How is having DX locked down to a single OS a plus?
@Jack MS should port DirectX to Linux and OSX so they could claim the 1% of the PC gaming market that they don't already own.
@Murkurie OpenGL supports the ability for nVidia, ATI, et al. to create their own extensions. This means OpenGL _is_ the absolute cutting edge, but it requires that developers continue to learn and utilize these extensions. DirectX... you get what Microsoft gives you. Most game developer studios today in trying to keep costs low don't employ developers that really study these things. They hire Jimmy Richparents from Microsoft sponsored game schools who are trained on DirectX and don't really know any better.
@Jack Being "open" doesn't make something better. DirectX is way ahead of openGL. Look at OpenOffice, it's crap compared to Microsoft Office.
@VampireHunterZ
How is DX better if it doesn't work on your machine? Answer that and you'll see why OpenGL is better.
@Jack You are once again arguing about the "openness" of the product and not it's performance. It doesn't matter if it runs on everything if it's performance is subpar. When I see something written in OpenGL that compares to Crysis I'll pay attention.
@Murkurie
3D graphics is all about shader programs and hardware features right now.

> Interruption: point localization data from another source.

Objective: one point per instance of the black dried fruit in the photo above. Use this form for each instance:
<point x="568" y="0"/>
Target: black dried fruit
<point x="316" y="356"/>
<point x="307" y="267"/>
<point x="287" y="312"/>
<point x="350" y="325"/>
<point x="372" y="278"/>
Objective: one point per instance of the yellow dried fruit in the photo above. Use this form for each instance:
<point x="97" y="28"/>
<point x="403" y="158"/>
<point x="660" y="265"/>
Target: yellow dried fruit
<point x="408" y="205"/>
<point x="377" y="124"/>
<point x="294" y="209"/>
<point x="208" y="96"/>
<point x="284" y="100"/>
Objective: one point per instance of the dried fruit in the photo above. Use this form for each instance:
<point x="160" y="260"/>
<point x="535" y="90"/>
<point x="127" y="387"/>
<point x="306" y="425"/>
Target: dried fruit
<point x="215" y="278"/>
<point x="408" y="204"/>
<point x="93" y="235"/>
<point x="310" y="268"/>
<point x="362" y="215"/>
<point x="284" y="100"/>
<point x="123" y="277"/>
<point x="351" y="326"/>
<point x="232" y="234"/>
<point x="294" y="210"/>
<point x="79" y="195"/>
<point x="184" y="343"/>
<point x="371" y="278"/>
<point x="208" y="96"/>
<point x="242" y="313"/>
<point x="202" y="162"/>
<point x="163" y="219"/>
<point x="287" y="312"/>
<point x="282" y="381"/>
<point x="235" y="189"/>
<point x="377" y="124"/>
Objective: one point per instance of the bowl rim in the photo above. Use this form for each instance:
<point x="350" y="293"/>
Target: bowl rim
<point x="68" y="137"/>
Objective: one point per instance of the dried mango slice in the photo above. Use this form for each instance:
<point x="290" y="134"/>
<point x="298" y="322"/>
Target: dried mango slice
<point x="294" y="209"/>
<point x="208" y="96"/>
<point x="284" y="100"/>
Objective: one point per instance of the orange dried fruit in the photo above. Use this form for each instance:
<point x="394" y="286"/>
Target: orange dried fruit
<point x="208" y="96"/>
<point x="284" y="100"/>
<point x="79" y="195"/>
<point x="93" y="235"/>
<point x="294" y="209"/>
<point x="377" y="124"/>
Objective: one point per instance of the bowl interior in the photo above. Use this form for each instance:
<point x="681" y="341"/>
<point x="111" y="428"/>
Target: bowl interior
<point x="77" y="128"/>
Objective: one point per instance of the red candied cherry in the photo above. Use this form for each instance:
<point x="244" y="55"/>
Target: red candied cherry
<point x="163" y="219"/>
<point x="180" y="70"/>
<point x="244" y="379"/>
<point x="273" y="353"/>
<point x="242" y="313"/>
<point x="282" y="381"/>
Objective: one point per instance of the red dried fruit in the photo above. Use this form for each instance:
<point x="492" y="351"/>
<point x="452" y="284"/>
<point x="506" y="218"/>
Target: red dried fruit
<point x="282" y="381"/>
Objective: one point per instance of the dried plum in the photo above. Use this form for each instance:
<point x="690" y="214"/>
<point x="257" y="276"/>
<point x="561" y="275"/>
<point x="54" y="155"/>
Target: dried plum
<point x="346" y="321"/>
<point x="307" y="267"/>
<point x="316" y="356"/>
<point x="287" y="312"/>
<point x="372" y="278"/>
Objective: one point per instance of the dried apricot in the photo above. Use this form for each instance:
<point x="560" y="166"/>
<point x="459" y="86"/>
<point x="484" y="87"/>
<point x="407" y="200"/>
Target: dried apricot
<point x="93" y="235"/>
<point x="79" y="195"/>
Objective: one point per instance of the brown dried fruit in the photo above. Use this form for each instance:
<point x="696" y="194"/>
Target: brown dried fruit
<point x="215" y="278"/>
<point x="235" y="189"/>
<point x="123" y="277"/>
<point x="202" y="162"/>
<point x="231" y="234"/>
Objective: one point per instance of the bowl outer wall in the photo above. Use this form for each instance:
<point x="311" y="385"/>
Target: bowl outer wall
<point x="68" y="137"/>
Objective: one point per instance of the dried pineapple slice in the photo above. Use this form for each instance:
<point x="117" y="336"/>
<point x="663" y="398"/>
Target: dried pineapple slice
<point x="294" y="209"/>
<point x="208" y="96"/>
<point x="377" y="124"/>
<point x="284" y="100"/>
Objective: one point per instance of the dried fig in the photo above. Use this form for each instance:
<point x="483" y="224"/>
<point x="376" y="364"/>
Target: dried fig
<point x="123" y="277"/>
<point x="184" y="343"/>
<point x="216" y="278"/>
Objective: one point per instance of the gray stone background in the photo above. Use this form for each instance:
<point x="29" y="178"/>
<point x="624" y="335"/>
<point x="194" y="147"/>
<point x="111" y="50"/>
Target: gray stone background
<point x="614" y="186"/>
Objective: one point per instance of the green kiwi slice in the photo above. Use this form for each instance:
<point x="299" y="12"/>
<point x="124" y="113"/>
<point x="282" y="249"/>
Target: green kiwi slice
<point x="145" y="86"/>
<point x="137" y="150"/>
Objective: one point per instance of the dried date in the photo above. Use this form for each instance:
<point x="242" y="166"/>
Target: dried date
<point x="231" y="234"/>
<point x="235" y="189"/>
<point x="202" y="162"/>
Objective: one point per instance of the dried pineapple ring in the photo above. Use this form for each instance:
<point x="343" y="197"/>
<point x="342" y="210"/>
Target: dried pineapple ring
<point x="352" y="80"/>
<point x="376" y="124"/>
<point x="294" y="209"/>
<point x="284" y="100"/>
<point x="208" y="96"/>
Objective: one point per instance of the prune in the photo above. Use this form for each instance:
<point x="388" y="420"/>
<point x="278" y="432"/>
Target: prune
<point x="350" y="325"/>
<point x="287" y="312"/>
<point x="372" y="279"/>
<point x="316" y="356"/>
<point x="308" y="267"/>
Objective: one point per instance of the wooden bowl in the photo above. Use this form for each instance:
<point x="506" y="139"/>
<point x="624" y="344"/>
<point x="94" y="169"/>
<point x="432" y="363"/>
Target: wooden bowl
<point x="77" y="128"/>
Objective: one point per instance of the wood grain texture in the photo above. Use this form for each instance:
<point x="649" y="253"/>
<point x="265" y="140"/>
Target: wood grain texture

The API around it is just a convenience for developers, so they don't have to write different code for different cards. That said, DirectX and OpenGL have exactly the same capabilities on the same hardware. DirectX has a much wider API that better matches current hardware features and provides better fallbacks, since Microsoft and GPU designers work together to sync their hardware and software releases. OpenGL does cutting-edge stuff through proprietary extensions, which means a little extra work for developers, but not much, ATI and Nvidia are basically the only ones making hardware that's ahead of the current OpenGL standards. That said, many developers -including me- find OpenGL a much nicer API to program to. Easy to learn, concise, portable, efficient, less hairy than DirectX in general. On mobile platforms OpenGL (ES) is the only way to go.
Anyway, to repeat myself: DirectX is not more powerful or more advanced than OpenGL or vice versa, just quicker to incorporate hardware developments directly into the API.
@VampireHunterZ You use Open Office and MS Office as comparisons for 3D APIs that run on the same hardware using the same under the cover calls? OpenGL can do everything Direct3D can and more. Period. The only thing these versions do is consolidate some of the previously existing vendor specific extensions into a singular interface. OpenGL is almost always the first API to get these features, but since they come from various vendors it's not necessarily easier to implement, but it's still "ahead" of Direct3D. With D3D you have to wait for Microsoft to give you an interface to perform that feature.